Carolyn Johnson, who helps run a permanent residence in Atlanta for 27 people who would otherwise be homeless, says ''it's not a formula, it's faith'' that led her to a lifetime commitment to provide ''hospitality'' to the poor. She exhibits this as she warmly and gently welcomes a tired, elderly woman to the Open Door Community here.

There are a number of major new initiatives to help the homeless.
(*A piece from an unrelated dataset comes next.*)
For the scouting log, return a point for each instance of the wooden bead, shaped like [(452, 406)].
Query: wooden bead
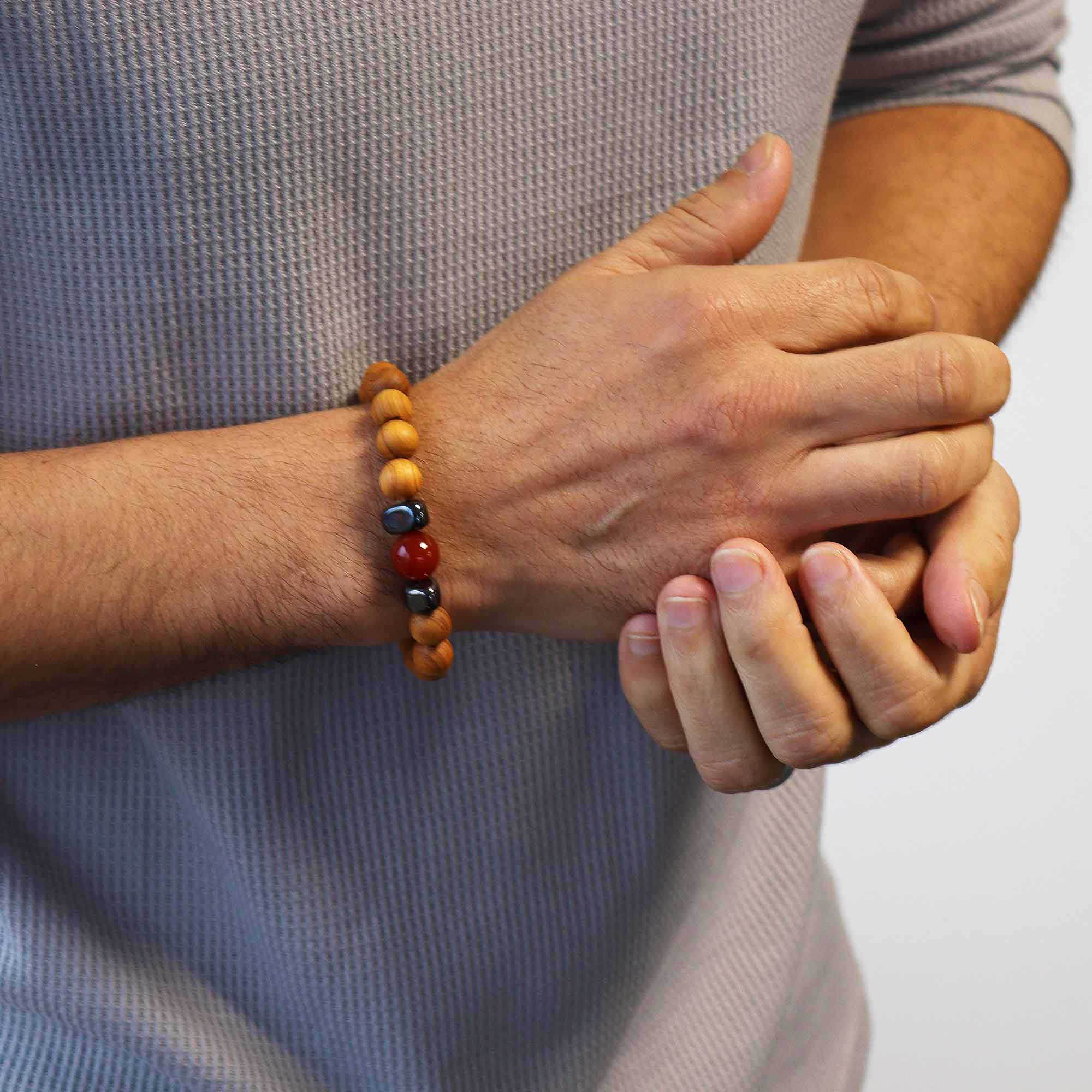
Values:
[(383, 376), (432, 664), (400, 479), (390, 403), (431, 630), (397, 440)]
Gov. Mario M. Cuomo (D) of New York has pledged $50 million in aid. New York City has increased its shelters, partially under the stimulus of a court order, from 2,600 sleeping places in early 1981 to more than 4,500 now. But there has been court and other criticism of the management of some of the public shelters, which house from 150 to more than 800 people. Privately-run shelters now accommodate about 700, says Hayes.

Massachusetts Democratic Gov. Michael S. Dukakis has pledged $1.2 million for programs to relieve the homeless. The city now has shelter space for about 750 persons, says Nancy Kaufman, a Dukakis aide.

San Francisco recently opened shelter space for 1,100 persons, but the number of homeless in the San Francisco Bay area is about 6,000, says Stephen Wise, who heads a local shelter network.

With support of business leaders, the county that includes St. Paul, Minn., has raised $300,000 for aid to the homeless. And despite some business opposition, the city of Phoenix, Ariz., recently leased a city-owned warehouse to a church group that has just opened a shelter for some 300 persons.